Conversations with Sundaram had always been about “flashbacks”. He would often revisit and recount stories of “chance encounters” that informed each of his artworks, spanning sculpture, installation, video art, photo archival work and painting. This urge to revisit archives of memories, moments and documentary evidence —be it historical or personal—was visible in his work as well. Take, for instance, 'Meanings of Failed Insurrection 1946’ (2016), a collaborative installation created with cultural theorist Ashish Rajadhyaksha and film historian Valentina Vitali, and soundwork by David Chapman. The work, housed within a 40-feet-long steel and aluminium ship, looked at the events of February 1946 when Royal Indian Navy ratings, supported by Bombay’s trade unions, rebelled against the British officers.
“Today, there seems to be an archival fever of sorts,” Sundaram used to say. He, however, delved into archives way back in the 1990s, long before the art world’s preoccupation with it, when he presented The Sher-Gil Archive. In this series, he looked at the photos taken by his maternal grandfather Umrao Singh Sher-Gil, an aristocrat from Punjab who spent his life in the pursuit of knowledge. “Umrao Singh’s preoccupation with photography was a private affair, about which he left behind no writings. He printed his negatives, experimenting with toning formulae that master printers would employ. Over 3000 vintage prints along with glass plates and film negatives have since survived. In 2001, his grandson, the artist Vivan Sundaram, made digital photomontages using Umrao Singh’s self-portraits and family portraits to create fictional narratives, and presented them as Retake of Amrita,” states a note by the Delhi-based PHOTOINK gallery, which has showed Sundaram’s photo archival work in the past.
Also read: Vivan Sundaram and his photographic eye
In the 2018 interview he talked about how painting was an isolating process, as a result of which he moved away from it after his last show of paintings in 1990. He moved away from conventional painting after the outbreak of the Gulf war in 1991 with a series of 40 drawings, Engine Oil and Charcoal. “Occupying a place in between drawing, painting and installation, these compositions mark a pivotal moment in the artist’s practice at a crucial historical juncture… .The slick of crude oil becomes his medium, as he begins staining the surfaces of his paper with it to convey the televised accounts of the war,” reads an extract from Saloni Mathur’s A Fragile Inheritance: Radical Stakes in Contemporary Indian Art. Duke University Press, Durham, 2019.
The exhibition of Engine Oil and Charcoal. held at two public spaces—the Shridharani in Delhi and the Jehangir Art Gallery in Bombay (presented by Chemould Prescott Road) was a revelation to many. “Most of these works were sold to collectors of that time - but more than that, my strongest memory was the presence of students during the course of not only the exhibition, but also the installation of the show. I think it was a moment of reckoning both for us as gallerists and for the audience for works to be perceived in this courageous way,” says Shireen Gandhy of Chemould Prescott Road in a statement.

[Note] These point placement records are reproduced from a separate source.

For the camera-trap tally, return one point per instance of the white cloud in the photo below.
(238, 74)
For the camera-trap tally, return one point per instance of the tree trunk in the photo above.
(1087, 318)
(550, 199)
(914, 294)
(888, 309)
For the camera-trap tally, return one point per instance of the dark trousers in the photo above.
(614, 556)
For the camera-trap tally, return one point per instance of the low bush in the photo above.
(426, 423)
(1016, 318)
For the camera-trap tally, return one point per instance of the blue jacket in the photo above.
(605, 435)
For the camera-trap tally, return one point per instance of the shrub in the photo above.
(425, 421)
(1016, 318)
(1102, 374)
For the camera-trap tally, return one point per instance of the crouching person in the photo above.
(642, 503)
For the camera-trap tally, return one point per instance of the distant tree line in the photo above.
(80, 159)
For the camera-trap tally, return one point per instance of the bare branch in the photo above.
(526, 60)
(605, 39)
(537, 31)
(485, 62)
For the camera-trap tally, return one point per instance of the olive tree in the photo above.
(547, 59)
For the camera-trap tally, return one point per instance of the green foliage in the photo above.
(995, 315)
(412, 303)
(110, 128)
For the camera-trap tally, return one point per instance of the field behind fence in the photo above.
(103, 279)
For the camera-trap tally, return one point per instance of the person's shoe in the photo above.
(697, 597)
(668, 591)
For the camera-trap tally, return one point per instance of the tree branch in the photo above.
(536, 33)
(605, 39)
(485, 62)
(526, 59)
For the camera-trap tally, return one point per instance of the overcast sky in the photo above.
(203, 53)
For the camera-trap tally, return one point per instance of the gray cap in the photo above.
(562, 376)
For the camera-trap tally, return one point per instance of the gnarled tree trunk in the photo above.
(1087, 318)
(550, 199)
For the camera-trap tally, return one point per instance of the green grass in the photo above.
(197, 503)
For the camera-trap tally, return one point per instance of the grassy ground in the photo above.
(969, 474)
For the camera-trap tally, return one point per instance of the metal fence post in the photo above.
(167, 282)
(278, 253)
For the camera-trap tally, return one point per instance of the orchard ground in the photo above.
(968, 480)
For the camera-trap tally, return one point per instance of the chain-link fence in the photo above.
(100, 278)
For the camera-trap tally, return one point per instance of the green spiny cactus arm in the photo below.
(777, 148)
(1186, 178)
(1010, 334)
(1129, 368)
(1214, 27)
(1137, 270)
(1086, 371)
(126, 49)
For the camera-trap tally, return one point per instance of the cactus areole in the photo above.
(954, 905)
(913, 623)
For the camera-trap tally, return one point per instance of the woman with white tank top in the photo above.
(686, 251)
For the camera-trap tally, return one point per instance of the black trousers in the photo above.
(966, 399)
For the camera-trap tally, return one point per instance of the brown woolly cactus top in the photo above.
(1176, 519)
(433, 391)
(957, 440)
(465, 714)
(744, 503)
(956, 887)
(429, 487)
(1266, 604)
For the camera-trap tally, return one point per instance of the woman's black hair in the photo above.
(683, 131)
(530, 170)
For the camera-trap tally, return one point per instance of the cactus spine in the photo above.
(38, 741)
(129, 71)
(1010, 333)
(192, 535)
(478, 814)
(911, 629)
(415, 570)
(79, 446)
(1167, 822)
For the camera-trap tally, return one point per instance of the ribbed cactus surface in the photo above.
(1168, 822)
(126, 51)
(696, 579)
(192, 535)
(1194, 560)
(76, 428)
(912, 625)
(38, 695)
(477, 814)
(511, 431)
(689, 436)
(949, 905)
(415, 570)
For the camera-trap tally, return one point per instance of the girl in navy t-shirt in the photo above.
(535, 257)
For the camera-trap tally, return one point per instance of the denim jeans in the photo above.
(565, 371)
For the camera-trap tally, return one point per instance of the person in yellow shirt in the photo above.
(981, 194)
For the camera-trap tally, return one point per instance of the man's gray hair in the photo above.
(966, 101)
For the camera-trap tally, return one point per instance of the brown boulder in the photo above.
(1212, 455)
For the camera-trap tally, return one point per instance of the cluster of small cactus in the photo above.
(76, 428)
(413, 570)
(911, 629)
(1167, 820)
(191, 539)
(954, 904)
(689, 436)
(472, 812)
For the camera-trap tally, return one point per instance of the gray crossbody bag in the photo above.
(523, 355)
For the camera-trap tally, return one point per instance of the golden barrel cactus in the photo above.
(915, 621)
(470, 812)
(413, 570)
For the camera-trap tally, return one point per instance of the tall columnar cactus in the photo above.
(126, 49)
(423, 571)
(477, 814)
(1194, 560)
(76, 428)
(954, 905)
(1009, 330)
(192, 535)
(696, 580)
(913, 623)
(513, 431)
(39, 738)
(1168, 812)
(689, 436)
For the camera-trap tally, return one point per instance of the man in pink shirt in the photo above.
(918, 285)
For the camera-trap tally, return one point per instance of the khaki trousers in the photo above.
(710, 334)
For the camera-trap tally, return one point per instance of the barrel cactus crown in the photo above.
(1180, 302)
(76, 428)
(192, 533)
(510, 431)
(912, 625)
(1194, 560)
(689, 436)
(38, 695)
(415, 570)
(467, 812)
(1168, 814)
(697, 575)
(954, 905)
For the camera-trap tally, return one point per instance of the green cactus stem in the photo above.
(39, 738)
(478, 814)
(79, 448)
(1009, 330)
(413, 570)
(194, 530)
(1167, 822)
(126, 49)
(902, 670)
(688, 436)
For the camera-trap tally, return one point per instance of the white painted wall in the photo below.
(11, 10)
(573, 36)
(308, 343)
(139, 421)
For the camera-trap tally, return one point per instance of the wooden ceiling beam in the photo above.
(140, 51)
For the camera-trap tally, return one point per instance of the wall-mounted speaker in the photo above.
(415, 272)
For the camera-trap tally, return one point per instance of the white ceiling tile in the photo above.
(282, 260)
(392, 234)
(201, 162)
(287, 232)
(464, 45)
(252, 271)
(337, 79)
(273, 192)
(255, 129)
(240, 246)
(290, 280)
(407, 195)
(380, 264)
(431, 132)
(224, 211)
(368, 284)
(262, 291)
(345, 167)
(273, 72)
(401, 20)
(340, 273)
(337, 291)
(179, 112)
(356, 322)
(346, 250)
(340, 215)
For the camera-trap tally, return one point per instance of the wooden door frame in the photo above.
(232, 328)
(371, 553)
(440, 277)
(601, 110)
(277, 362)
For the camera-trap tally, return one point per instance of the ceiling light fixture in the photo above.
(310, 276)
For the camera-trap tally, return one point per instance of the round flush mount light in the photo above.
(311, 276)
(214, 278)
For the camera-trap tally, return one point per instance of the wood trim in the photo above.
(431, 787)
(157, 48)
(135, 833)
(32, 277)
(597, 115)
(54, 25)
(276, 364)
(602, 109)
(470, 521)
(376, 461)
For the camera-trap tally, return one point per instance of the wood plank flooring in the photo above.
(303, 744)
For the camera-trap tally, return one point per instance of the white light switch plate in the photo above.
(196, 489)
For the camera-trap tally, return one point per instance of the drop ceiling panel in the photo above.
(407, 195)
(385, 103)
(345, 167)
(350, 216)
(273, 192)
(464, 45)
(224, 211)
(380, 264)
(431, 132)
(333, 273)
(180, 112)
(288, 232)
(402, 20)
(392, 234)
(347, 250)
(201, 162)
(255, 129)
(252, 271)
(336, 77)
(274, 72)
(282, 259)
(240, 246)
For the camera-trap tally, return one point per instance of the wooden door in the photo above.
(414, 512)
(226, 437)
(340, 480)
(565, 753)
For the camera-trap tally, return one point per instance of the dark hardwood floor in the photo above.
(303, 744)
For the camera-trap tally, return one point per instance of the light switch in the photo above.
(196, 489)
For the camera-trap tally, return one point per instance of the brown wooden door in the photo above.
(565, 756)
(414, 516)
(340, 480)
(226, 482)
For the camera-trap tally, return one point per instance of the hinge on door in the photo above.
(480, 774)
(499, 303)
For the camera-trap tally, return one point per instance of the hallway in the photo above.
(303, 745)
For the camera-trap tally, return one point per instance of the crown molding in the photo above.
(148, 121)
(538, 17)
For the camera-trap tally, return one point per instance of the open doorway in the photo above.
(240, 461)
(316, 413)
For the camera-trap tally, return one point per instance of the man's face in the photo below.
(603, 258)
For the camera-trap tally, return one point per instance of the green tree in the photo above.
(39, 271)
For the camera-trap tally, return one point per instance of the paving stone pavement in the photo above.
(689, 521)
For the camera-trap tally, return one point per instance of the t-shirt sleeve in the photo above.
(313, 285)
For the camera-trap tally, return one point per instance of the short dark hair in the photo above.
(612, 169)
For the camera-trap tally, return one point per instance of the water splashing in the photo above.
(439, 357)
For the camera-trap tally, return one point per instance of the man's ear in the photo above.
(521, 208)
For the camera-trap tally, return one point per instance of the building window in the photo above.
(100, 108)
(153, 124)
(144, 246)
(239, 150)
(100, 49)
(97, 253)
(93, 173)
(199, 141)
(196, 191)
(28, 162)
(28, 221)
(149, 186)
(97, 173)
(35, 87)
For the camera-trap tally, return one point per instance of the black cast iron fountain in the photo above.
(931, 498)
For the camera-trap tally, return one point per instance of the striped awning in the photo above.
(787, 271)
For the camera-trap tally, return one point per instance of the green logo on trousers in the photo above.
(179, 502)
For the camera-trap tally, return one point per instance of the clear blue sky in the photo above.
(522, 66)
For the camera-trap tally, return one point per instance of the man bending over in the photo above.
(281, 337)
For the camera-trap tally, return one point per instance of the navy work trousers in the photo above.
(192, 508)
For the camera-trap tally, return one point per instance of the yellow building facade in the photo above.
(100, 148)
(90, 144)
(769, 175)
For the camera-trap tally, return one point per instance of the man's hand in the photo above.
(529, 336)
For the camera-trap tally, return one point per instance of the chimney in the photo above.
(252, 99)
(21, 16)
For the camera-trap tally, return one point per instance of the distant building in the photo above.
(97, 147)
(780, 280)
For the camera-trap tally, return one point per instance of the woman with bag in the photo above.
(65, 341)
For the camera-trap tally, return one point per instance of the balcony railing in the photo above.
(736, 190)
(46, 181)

Another significant work from that time was Memorial (1993), a site-specific installation made in response to the communal violence in Mumbai. “Vivan would be considered one of the earliest "breakthrough artists". He truly was the trailblazer. Often one considers artists who paved the way as it were, giving courage to others to walk that path, Vivan was that when it comes to installation art. It was a new term, fairly unknown to the contemporary world,” says Gandhy.
Collaboration was one of the cornerstones of Sundaram’s work. The Lounge article elaborates on how over time, the architecture of a space and the people that inhabited it—photographers, craftsmen, technicians, audience—became important. His work became about collective energies and synergies. In an interview, cultural theorist Ranjit Hoskote discussed how Sundaram was not alone in the 1990s in feeling that the painted surface was no longer able to contain the powerful response by the artists to the sociopolitical issues of the times. “It is with this idea that I started the Kasauli Art Centre [as a cultural product to question and debate] as well. I would ask Nalini (Malani) or Bhupen (Khakhar) or Nilima Sheikh to start a figure in a painting and I would continue it," Sundaram had said.
Also read: Vivan Sundaram: Remembering another soldier
Later in 2015, he engaged with theatre practitioners, Anuradha Kapur and Shantanu Bose, in the show 409 Ramkinkars, which explored various facets of Ramkinkar Baij -- as a sculptor, painter, scenographer, singer and theatre artiste. “Through with Meanings of Failed Action, I have tried to explore the relationship between installation art and immersive theatre,” Sundaram had said.
Sundaram’s work has been part of significant shows and retrospectives such as Step Inside and You Are No Longer a Stranger at the Kiran Nadar Museum of Art, New Delhi in 2018, and Disjunctures held at the Haus der Kunst, Munich, between June 2018-January 2019. The show at the KNMA, curated by Roobina Karode, emerged from a need for a “comprehensive representation of his work in India”, and the radical shifts in mediums in his practice. “I was interested in the threads running through his work—the constant appearance of boats, beds and trash, the back and forth between concepts, ideas and materials in his constantly changing practice," said Karode at the time.
One of his last commissions was for the ongoing Sharjah Biennale 15: Thinking Historically in the Present, conceived by the late Okwui Enwezor and curated by Hoor Al Qasimi. Sundaram was one of the 30 artists commissioned to develop new work. “I present a photography-based project, Six Stations of a Life Pursued (2022), a choreography of bodies that have undergone violence, experienced incarceration, and lived through mourning. The sixth ‘station’ signifies a journey premised on the historical and rehearsed with activist resolve.” stated Sundaram at the time of the commission. The work, in a way, is a summation of a nearly six-decade-long practice, which never shied from experimentation and interrogation of issues that mattered.